57. Von den kleinen Kindern – Gleichnis von den Fischen – Vergebung der Sünden

1. Zur selbigen Zeit kamen die Jünger zu Jesus und fragten ihn: „Wer ist der Größte im Reiche Gottes?“ Und Jesus rief ein kleines Kind zu sich und setzte es mitten unter sie und sprach: „Wahrlich, ich sage euch, wenn ihr euch nicht verändert und werdet so unschuldig und gelehrig wie dieses kleine Kind, werdet ihr nicht in das Himmelreich eingehen.

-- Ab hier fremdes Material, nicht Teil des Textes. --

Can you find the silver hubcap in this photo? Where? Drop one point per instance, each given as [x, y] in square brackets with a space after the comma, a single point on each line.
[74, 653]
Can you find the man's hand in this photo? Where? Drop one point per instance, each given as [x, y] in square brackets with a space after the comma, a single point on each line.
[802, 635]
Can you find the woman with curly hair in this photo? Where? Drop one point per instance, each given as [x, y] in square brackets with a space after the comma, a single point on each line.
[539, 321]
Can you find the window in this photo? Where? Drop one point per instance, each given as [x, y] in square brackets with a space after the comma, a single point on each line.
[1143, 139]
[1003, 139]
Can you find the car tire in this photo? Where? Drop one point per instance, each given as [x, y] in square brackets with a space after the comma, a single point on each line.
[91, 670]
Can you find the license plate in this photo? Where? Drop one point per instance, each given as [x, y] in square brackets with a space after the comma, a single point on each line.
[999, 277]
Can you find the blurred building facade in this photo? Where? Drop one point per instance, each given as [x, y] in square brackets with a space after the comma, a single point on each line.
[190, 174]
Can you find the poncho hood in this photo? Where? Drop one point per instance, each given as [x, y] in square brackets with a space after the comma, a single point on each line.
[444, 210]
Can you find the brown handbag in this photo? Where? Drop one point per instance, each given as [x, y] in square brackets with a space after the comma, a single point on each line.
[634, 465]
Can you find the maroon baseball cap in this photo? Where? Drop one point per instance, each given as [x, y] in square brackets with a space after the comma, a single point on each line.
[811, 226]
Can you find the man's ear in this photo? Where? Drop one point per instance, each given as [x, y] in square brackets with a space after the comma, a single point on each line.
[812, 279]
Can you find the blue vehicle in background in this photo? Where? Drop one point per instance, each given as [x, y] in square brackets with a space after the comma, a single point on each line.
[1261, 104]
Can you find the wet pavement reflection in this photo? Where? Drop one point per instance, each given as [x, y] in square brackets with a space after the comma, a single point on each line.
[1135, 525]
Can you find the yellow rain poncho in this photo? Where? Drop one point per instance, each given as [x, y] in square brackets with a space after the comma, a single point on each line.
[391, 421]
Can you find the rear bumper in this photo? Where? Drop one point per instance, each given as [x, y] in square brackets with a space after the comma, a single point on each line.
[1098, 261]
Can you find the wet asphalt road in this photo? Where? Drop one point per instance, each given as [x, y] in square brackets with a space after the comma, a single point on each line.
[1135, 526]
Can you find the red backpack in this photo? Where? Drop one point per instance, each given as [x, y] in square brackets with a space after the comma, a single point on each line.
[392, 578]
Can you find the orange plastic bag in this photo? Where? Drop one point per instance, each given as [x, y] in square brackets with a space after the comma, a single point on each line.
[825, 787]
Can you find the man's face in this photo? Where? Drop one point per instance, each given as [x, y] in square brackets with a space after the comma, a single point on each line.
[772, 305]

2. Wer aber einfältig wird wie dieses Kind, der ist der Größte im Himmelreich. Und wer ein solches Kind in meinem Namen aufnimmt, der nimmt mich auf.

3. Wehe der Welt um ihrer Ärgernisse willen! Es ist unmöglich, dass nicht Ärgernisse kommen, aber wehe dem, durch welchen Ärgernis geschieht! Darum, wenn deine Begierden oder dein Vergnügen anderen Ärgernis bereiten, wirf sie weg von dir; denn es ist besser für dich, in das Leben einzugehen ohne sie, als mit denselben in das ewige Feuer geworfen zu werden.

4. Habet acht, dass ihr keines von diesen Kleinen vernachlässigt; denn ich sage euch, ihre Engel sehen immerwährend das Angesicht Gottes. Denn des Menschen Sohn ist gekommen zu retten das, was verloren war.

5. Ebenso ist nicht der Wille eures Vaters im Himmel, dass eines von diesen Kleinen Schaden erleide.“

6. Da kamen einige, die voll Zweifel waren, zu Jesus und sagten: „Du hast uns gesagt, dass unser Leben und Sein von Gott sei, aber wir haben niemals Gott gesehen, noch kennen wir einen Gott. Kannst du uns ihn zeigen, den du den Vater nennst und den einzigen Gott? Wir wissen nicht, ob es einen Gott gibt.“

7. Jesus antwortete ihnen und sprach: „Hört dieses Gleichnis von den Fischen. Die Fische eines Flusses sprachen miteinander und sagten: Man erzählt uns, dass unser Leben und Sein vom Wasser komme, aber wir haben nie Wasser gesehen, wir wissen nicht, was es ist. Da sprachen etliche von ihnen, welche klüger waren als die anderen: Wir haben gehört, dass im Meere ein kluger und gelehrter Fisch lebt, der alle Dinge kennt. Lasset uns zu ihm gehen und ihn bitten, dass er uns das Wasser zeige.

8. So machten sich einige von ihnen auf, um den großen und weisen Fisch zu suchen, und sie kamen endlich in die See, wo der Fisch lebte, und sie fragten ihn.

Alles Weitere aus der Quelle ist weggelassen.